(Brasil, 2012) Direção: Marcelo Gomes
e Cao Guimarães. Com Paulo André e Silvia Lourenço.
Por João Paulo Barreto
A solidão é o que move os
personagens de O Homem das Multidões. De
forma paradoxal ao seu título, Juvenal, seu protagonista, não faz parte de
nenhum vasto universo de pessoas. Vive solitário em sua rotina de operador de
trem, observando estações passarem estagnadas adiante do mesmo modo que sua
vida segue, paradoxalmente, inerte e em frente.
Introspectivo e sem traquejo
social, não tem muita naturalidade para conversar com colegas de trabalho,
mantendo-se em silêncio durante horários de almoço e sem conseguir dizer não a
um interesseiro que insiste em pedir-lhe uma constante troca de turno. Pragueja
sobre isso, em casa, ao tentar realizar uma faxina que parece nunca tornar
aquele ambiente menos sujo. Mas nunca cria a coragem para dizer o não
necessário para se afirmar.
Sua visão de mundo se altera um
pouco ao conhecer Margô, a coordenadora de trafego que controla sua linha. No
entanto, qualquer esperança que nutra no sentido de tê-la torna-se apenas um
devaneio diário. Noiva e sem o mesmo traquejo social que falta a ele, ela
derruba qualquer pretensão romântica sua ao convidá-lo para ser seu padrinho de
casamento sob o pretexto de não conhecer ninguém a quem fazer o mesmo
pedido. Claro, Juvenal ensaia sozinho uma negação ao pedido, mas, pouco tempo
depois, lá está ele, alugando um terno para a ocasião e trocando o par de
sapatos sociais pelos calçados do dia-a-dia de trabalho, numa brilhante alusão a
sua condição dependente ao seu meio de vida.

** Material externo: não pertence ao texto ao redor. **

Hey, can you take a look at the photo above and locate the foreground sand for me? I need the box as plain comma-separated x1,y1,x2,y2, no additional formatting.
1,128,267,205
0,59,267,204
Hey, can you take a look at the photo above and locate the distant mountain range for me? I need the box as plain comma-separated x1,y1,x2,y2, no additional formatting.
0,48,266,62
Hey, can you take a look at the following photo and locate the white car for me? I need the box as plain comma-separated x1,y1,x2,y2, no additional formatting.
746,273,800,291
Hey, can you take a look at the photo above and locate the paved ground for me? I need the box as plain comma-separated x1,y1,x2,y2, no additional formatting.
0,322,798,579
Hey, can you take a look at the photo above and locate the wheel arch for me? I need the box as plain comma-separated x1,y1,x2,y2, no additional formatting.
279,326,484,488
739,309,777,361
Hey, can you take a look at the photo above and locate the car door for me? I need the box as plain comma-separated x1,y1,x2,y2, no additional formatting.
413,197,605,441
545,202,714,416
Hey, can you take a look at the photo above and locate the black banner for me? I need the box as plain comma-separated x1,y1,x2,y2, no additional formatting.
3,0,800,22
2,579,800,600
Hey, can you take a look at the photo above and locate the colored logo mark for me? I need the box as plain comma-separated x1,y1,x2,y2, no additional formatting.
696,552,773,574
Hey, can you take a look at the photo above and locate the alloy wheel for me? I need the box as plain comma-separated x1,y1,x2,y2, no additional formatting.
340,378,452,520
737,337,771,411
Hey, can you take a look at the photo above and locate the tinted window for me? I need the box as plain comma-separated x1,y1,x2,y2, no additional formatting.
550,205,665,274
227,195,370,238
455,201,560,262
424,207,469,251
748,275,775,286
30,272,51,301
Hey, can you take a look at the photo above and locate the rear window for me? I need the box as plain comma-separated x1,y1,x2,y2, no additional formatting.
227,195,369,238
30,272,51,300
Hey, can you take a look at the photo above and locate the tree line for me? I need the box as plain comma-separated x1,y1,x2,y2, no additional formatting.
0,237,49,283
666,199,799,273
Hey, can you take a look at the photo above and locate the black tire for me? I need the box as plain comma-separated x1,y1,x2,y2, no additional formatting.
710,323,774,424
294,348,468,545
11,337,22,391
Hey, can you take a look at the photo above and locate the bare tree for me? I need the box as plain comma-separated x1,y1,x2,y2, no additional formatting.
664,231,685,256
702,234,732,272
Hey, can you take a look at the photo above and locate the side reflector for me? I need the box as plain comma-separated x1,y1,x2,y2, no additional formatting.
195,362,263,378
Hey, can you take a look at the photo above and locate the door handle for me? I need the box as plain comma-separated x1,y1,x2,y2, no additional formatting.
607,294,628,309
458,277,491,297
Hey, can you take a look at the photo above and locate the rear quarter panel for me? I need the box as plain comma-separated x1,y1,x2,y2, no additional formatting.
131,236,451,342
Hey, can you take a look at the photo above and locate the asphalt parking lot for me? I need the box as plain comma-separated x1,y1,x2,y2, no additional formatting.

Juvenal em seu apartamento: solidão e desajuste |
Baseado em Poe, O Homem das Multidões é um filme que trata de desajustados. Pessoas
que passam pelo mundo sem qualquer intenção de desafiá-lo, seguindo apenas as
horas do dia ou sendo empurradas por elas. Juvenal ainda tenta ter uma vida,
pelo menos algo que, em sua visão, o distraia com algum norte. Mesmo que isso
signifique visitas a prostíbulos, exercícios físicos por conta de um possível interesse de Margô, e caminhadas a esmo por shoppings, subindo
escadas rolantes para, logo em seguida, descê-las.
Margô, ao passar seus dias a
observar apenas os monitores de segurança, encontra em Juvenal alguém com quem
compartilha seu silêncio e introspecção, apesar dos breves desabafos
relacionados ao trabalho. E é tocante como ela se identifica com o desajuste
deste, presenteando-o com copos novos quando este não podia lhe servir água
por possuir somente um em casa, ocasião
em que aceita de bom grado beber direto da garrafa.
Margô e Juvenal: silêncio confortável |
Contemplativa e pausada, é uma
obra que desafia o espectador e, ao mesmo tempo, o prende, cativando-o com uma
história simples, mas que, apresentando personagens tão extraordinariamente
comuns, acaba por se tornar de uma profundidade impar.
Em uma atualidade tão repleta de meios
urgentes e fugazes de comunicação, o silêncio atencioso entre duas pessoas em
um ambiente tende a se tornar, de fato, deslocado. Aqui, a naturalidade como
isso se apresenta é que o classifica como imprescindível para duas pessoas que
só encontram algum conforto quando estão na presença silenciosa e mútua.